Vous savez, mon pays comme tous les autres pays sont des cibles, mais nous sommes préparés à faire face quoi que cela puisse nous coûter.
Mais concrètement, est-ce qu’il y a eu des tentatives d’infiltration à la frontière avec le Mali, voire des tentatives d’attentat déjouées sur le sol sénégalais ?
Non, des attentats non, je ne dirais pas ça, il y a parfois des fausses alertes, mais ce qui est sûr, c’est que nous saurons être résilients pour défendre notre territoire national.
Il y a un élément nouveau, qui semble arriver au Mali, c’est la société de sécurité russe Wagner, pour Paris c’est « inacceptable », pour votre homologue ivoirien Alassane Ouattara ce serait un « suicide ». Est-ce que si cette société Wagner s’implante au Mali, c’est une ligne rouge pour vous ?
La sécurité se défend au niveau des États, ça c’est un principe. Mais il est clair que l’apparition d’une société privée va compliquer la situation du Mali. Le risque c’est de voir partir les forces françaises déjà, les forces européennes, c’est de voir aussi peut-être d’autres mesures prises, ce qui va entrainer nécessairement une dégradation très grave de la situation dans le Sahel.
Sur la plan politique, les autorités maliennes de transition ont déjà indiqué que les élections de février seraient reportées, malgré les avertissements de le Cédéao qui tient un nouveau sommet là ce dimanche.
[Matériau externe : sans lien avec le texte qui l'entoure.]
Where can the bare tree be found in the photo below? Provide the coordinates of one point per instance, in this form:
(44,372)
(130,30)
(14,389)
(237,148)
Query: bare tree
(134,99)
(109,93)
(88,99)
Demandez-vous des sanctions supplémentaires ?
Nous, nous disons que c’est en février les élections, s’ils nous donnent des arguments qui tiennent la route, nous devons pouvoir les accepter, si ils ne donnent pas d’arguments, nous en tirerons les conséquences, nous ne pouvons pas accepter que dans cette partie de l’Afrique des militaires prennent le pouvoir par les armes, ça ce n’est pas acceptable.
Ici au Sénégal le débat sur les mandats présidentiels agite aussi la classe politique, certains estiment que vous n’avez pas le droit de vous présenter à nouveau lors des prochaines élections prévues en 2024, est-ce que vous de votre point de vue, vous auriez le droit de vous présenter à nouveau ?
Ce débat, je le traiterai en temps voulu et les Sénégalais seront édifiés, ce qui est sûr c’est que je ne ferai jamais un acte qui soit anti-démocratique ou anticonstitutionnel. Maintenant je déciderai de parler quand le moment sera venu, pas maintenant, parce que si je dis « oui je veux être candidat » le débat va enfler, on ne va plus travailler, et donc il y aura de la matière pour les spécialistes de la manipulation, de l’agitation, si je dis « non », dans mon propre camp vous savez les gens ne travailleront plus non plus, tout le monde sera dans une dynamique tout de suite de se préparer pour l’élection, or, j’ai un mandat à exercer, je dois travailler pour le Sénégal donc je ne peux pas à trois ans, quatre ans de l’échéance satisfaire simplement la curiosité de ceux qui n’ont de centre d’intérêt que l’élection, ils attendront le moment que j’ai choisi ou le moment en tout cas pendant lequel ce débat va être inévitable.
Aujourd’hui c’est plutôt oui ou plutôt non ?
Non, aujourd’hui il n’y a pas de réponse, aujourd’hui c’est le travail.
Vous souhaitez rétablir le poste de Premier ministre que vous aviez supprimé en 2019, est-ce que cette décision finalement a été une erreur à l’époque ?
Je ne le pense pas, moi j’avais voulu en 2019 tester la gouvernance directe, aujourd’hui avec le recul et avec mes charges qui vont arriver et ce mandat de l’Union africaine, je compte le prendre à bras-le-corps, il va beaucoup me prendre de temps donc un Premier ministre dans ces conditions me parait être tout à fait rationnel.
Et à quel moment sera-t-il nommé ?
Il sera nommé après les locales.
Est-ce que vous l’avez déjà choisi ?
Certainement, dans la tête, mais vous savez tant que le décret n’est pas signé, rien n’est fait.